We also would highlight that there is a significant range across Institutions in the results achieved by the EBA for CET1 volatility impact and this needs to be considered when assessing significance to Institutions. For institutions with pension schemes which are partially funded or unfunded, the actuarial gain/loss is not compensated by a parallel move in the value of pension assets which would generate significant CET1 volatility under CRD IV.
As recognised in the EBA’s qualitative volatility analysis, the IAS 19 valuation of Defined Benefit Pension scheme obligations is very sensitive to both discount rates and inflation. As the duration of commitments is generally very long, a 50bps variation can lead to wide fluctuations on the total value of commitments (between 5% and 10%). This can lead to significant CET1 volatility of an institution under CRD IV.

Moreover, it should be noted that external Defined Benefit pension schemes invest in a diversified portfolio (equity, fixed income, sovereigns, real estate etc.) while the discount rate is defined on the corporate interest rate curve. These assets and the discount rate are therefore not correlated, introducing IAS 19 valuation volatility. Also, for Defined Benefit Pension schemes which are partially funded, the changes in the IAS 19 present value of gains or losses can differ significantly from the increase or decrease in the value of the pension assets simply due to differences in the magnitude of assets and liabilities.

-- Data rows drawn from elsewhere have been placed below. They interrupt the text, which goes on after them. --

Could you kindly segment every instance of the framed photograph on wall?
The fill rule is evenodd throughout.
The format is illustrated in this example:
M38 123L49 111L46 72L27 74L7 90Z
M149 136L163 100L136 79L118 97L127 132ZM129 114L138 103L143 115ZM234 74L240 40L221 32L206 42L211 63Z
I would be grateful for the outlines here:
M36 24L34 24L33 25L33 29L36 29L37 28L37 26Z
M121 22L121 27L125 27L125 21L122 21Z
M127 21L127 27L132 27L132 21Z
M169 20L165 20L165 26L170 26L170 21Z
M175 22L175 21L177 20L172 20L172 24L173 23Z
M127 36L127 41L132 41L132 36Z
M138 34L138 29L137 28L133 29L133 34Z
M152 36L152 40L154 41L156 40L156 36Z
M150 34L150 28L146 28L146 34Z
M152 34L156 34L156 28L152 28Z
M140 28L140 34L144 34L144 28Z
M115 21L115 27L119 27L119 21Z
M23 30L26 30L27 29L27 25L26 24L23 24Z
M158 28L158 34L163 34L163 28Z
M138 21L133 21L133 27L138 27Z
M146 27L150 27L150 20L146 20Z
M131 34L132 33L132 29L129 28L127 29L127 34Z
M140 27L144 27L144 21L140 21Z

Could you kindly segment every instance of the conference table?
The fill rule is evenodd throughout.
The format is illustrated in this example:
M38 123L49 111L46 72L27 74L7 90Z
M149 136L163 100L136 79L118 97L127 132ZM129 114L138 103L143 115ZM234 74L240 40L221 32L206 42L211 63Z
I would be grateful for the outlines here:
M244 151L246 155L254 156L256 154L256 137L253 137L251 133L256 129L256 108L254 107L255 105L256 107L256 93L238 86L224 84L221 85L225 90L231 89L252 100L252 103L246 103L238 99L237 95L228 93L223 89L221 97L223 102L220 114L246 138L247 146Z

As noted above, one of the key drivers of Defined Benefit Pension scheme deficits is the discount rate applied to projected defined benefit commitments. In times of economic stress, recent event have shown that the expected monetary policy response is the reduction of interest rates – such actions are likely to adversely impact IAS 19-based surpluses / deficits in pension schemes through reductions to discount rates. In addition, in such periods asset values are also likely to be adversely affected. Under CRD IV / Basel 3 this dynamic has the potential to be a significant source of pro-cyclicality to Institutions levels of CET1 capital, and from a prudential standpoint mechanisms to reduce such pro-cyclicality should be considered.